Methasocio, les facteurs humains et sociaux de réussite des projets de méthanisation

Unité de méthanisation territoriale, photo Frédéric Douard

La réussite des projets de méthanisation repose sur des facteurs techniques, économiques, mais aussi humains et sociaux. Le projet Methasocio, réalisée par la Chambre Régionale d’agriculture de Bretagne, l’ESA d’Angers, l’Institut Agro, et financé par l’ADEME, visait à déterminer les principaux facteurs humains et sociaux de réussite des projets de méthanisation, ces facteurs pouvant être internes au collectif portant le projet, ou liés aux relations entre ce collectif, le projet et d’autres acteurs du territoire. Le champ du projet Methasocio couvre les projets de méthanisation territoriale impliquant des agriculteurs et situés dans les régions Bretagne et Pays de la Loire.

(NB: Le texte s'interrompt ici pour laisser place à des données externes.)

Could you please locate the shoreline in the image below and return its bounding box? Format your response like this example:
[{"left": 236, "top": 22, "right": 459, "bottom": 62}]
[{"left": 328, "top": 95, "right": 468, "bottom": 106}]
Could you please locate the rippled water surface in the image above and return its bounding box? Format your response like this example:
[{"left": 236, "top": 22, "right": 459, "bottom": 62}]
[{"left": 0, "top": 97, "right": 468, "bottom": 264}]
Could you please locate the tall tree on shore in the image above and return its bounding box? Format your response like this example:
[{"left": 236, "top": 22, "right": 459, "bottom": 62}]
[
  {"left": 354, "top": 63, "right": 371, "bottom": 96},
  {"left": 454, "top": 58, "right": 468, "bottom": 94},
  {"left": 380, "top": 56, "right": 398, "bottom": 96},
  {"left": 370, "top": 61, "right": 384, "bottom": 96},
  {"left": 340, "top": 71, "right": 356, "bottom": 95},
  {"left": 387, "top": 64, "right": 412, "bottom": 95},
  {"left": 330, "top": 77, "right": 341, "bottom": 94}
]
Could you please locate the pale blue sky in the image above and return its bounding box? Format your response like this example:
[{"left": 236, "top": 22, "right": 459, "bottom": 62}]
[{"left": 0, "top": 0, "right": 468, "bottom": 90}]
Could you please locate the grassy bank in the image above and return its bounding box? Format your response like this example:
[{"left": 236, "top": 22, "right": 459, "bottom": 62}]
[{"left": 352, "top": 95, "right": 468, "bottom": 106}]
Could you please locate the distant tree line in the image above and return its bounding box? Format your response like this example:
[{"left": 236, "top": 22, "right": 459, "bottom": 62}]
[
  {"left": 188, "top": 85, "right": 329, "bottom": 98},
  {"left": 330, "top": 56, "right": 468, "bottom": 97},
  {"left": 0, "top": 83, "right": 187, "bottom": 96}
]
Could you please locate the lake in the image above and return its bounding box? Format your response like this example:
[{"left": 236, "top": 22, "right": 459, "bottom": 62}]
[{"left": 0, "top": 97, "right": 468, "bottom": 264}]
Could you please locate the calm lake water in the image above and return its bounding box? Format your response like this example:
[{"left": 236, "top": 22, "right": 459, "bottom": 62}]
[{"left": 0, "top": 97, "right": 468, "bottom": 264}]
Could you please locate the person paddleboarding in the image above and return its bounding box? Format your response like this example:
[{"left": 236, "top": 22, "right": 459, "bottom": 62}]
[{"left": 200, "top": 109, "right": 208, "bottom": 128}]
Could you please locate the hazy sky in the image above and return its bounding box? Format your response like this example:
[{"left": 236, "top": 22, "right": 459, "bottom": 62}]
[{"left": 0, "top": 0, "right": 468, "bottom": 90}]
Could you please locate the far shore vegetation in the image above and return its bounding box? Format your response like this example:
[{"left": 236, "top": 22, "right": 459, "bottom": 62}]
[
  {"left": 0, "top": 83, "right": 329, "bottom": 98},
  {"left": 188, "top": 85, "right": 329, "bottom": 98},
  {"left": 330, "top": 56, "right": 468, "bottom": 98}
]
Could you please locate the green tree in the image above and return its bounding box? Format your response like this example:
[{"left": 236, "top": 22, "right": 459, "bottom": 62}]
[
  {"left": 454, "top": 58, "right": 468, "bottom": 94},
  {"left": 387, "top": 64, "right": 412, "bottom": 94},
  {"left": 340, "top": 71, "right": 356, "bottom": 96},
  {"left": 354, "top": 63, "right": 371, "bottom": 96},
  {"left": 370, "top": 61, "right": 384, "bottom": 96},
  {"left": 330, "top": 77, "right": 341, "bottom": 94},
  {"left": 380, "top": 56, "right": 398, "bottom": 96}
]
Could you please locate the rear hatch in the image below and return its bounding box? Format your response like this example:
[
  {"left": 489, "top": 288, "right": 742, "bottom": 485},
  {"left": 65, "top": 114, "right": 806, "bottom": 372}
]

Dans un premier temps, des entretiens ont été conduits avec différents acteurs du monde de la méthanisation, afin d’identifier les principaux enjeux et les différents projets en cours dans les deux régions. Neuf projets ont ensuite été étudiés de manière plus approfondie, via des entretiens avec les parties prenantes, des observations de terrain, et une analyse documentaire. Ces neuf projets présentaient une diversité de taille, type de porteur et degré d’implication des agriculteurs.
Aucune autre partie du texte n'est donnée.